Everyday between the hours of 9 p.m. and 11 p.m., Rob Gronkowski receives a flood of tweets to his Twitter account, asking him to visit Emerson’s campus. At noon, Mark Wahlberg and his family members get a similar rush of tweets.
This usage of social media is part of a project in David Gerzof Richard’s social media course. The assignment splits the class into two groups—one is in charge of attracting the attention of Gronkowski, who plays for the New England Patriots, and the other for Wahlberg, an actor from Boston. The students must use social media to convince these famous names to come to Emerson to teach a marketing class, according to Gerzof Richard, a marketing communication professor.
The class of 22 students chose the two celebrities because they are from Boston, according to Gerzof Richard.
“We’re using social media as a tool and integrating it into marketing,” said Gerzof Richard.
Students first conduct research on the celebrities to determine when they are active on Twitter and other social networks, according to Gerzof Richard. By monitoring their posts on social networks, the class learns their schedules and behaviors.
“There is a matrix of tweets,” he said. “Pretty soon you see when they are asleep, when they wake up, and when they tweet.”
Dominique Banas, a senior broadcast journalism major, said class members assign someone to go through the celebrities’ Twitter timelines.
“It was tedious,” said Banas “It was tedious to try to find a pattern.”
The students then turn to Tweetdeck or HootSuite, apps that can manage multiple social media accounts, to schedule their tweets to be posted at a certain time. At the designated hour, the entire group’s tweets are sent to the celebrity simultaneously, according to Banas.

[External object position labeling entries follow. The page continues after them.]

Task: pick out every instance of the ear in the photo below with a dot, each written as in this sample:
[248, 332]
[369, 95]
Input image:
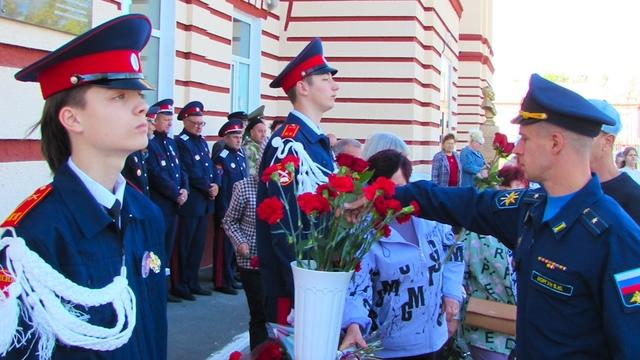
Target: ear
[70, 119]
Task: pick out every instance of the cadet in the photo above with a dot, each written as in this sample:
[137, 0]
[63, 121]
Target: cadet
[88, 224]
[576, 251]
[309, 84]
[194, 213]
[231, 165]
[169, 183]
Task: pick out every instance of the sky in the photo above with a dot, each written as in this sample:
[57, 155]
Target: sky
[593, 44]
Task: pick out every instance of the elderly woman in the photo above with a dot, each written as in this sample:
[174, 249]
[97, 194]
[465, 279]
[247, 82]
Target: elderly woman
[383, 141]
[445, 168]
[471, 159]
[405, 280]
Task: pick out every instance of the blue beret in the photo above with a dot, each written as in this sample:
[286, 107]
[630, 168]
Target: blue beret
[194, 108]
[552, 103]
[165, 106]
[608, 109]
[231, 127]
[107, 55]
[310, 61]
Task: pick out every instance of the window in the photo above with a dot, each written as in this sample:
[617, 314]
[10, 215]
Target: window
[446, 120]
[157, 57]
[245, 64]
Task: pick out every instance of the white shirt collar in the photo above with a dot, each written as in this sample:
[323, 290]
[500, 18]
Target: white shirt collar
[103, 196]
[307, 121]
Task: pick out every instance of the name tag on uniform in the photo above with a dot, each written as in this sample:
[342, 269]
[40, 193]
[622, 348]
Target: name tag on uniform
[555, 286]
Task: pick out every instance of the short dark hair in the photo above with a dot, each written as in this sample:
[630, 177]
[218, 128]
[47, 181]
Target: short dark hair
[385, 163]
[55, 144]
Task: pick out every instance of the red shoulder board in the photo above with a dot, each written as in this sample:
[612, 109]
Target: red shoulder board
[28, 204]
[290, 131]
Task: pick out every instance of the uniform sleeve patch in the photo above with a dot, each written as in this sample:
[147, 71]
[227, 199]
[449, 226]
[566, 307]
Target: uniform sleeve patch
[628, 284]
[508, 199]
[29, 203]
[290, 131]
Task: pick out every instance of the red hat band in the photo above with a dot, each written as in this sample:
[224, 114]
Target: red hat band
[116, 64]
[299, 72]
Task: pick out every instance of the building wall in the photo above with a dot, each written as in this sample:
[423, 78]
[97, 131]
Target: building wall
[389, 54]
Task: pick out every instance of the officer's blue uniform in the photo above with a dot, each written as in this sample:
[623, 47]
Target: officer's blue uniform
[166, 177]
[65, 224]
[74, 234]
[274, 251]
[577, 271]
[231, 166]
[195, 160]
[136, 172]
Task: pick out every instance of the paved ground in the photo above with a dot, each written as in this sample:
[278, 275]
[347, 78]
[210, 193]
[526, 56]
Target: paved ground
[200, 329]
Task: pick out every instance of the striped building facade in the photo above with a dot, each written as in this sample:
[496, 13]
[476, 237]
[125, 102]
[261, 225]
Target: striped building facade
[411, 67]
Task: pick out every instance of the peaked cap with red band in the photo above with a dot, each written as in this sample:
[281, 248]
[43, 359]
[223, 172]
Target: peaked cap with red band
[194, 108]
[164, 106]
[234, 126]
[309, 62]
[107, 55]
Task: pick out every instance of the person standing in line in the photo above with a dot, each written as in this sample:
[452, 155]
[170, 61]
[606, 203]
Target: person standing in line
[445, 168]
[88, 224]
[193, 215]
[309, 84]
[231, 166]
[614, 182]
[168, 182]
[471, 159]
[630, 163]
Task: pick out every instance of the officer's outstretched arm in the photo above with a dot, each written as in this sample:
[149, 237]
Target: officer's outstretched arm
[464, 206]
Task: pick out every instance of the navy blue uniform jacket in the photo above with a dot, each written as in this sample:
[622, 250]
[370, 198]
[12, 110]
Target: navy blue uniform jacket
[73, 233]
[196, 163]
[569, 303]
[166, 177]
[274, 251]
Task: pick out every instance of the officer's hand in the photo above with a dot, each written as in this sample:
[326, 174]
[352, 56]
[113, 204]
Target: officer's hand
[353, 338]
[353, 210]
[243, 250]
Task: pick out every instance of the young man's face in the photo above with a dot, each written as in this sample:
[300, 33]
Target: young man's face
[194, 124]
[322, 91]
[233, 141]
[163, 123]
[113, 120]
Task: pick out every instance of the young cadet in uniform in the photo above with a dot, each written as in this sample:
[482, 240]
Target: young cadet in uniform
[169, 183]
[231, 165]
[88, 224]
[309, 84]
[194, 213]
[576, 251]
[615, 183]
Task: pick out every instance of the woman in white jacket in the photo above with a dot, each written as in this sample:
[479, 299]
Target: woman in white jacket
[407, 287]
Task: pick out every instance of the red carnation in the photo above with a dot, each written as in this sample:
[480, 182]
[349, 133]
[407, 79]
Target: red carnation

Gerzof Richard said it is much more effective to fill Wahlberg’s or Gronkowski’s account with many tweets at the same time, instead of just one.
“Together, their voice is much stronger than one,” he said.
Gerzof Rochard said the best tweets that will get the most attention have a call to action, a statement that prompts someone to do something. The action for this project is to ask for the celebrity to come visit their class.
Banas said creativity also plays a major role.
“We are working out ways to break through the noise and gain his attention, and creative ways break through the noise,” she said.
One way they used creativity was by creating two hashtags — #markymarketing and #spikeourprof — to use in their tweets, said Gerzof Richard.
Andrew Staub, a junior marketing communication major, said he used another original idea to make a poster depicting Gronkowski and Wahlberg battling, which was posted on Twitter.
“Two men enter — only one gets the honor of teaching a marketing class,” the poster reads.
Staub said the poster shows how excited he is about the project.
“It’s a graphic that represents what we are actually doing,” he said.
Staub said the students created memes and a Tumblr blog to get further attention. He said he also plans to create a video for the project that will be posted on multiple social networks.
Gerzof Richard said this project is relatively new, and has seen mixed success. Last year, his students were able to bring athlete Chad Ochocinco to class, he said, but they were not able to persuade Curt Schilling, a baseball player.
Gerzof Richard said the class’s ability to attract a celebrity depends on the celebrity’s prominence and the class’s creativity. For example, Wahlberg does not use Twitter very often, which presented a challenge for the class, Gerzof Richard said. The students had to also reach out to his family members and local businesses to get his attention, because they are more active on the social network.
But students this semester said they are still hopeful.
“We have a great chance,” Banas said. “Right now is seems outlandish, but if we think out of the box, we can definitely get their attention.”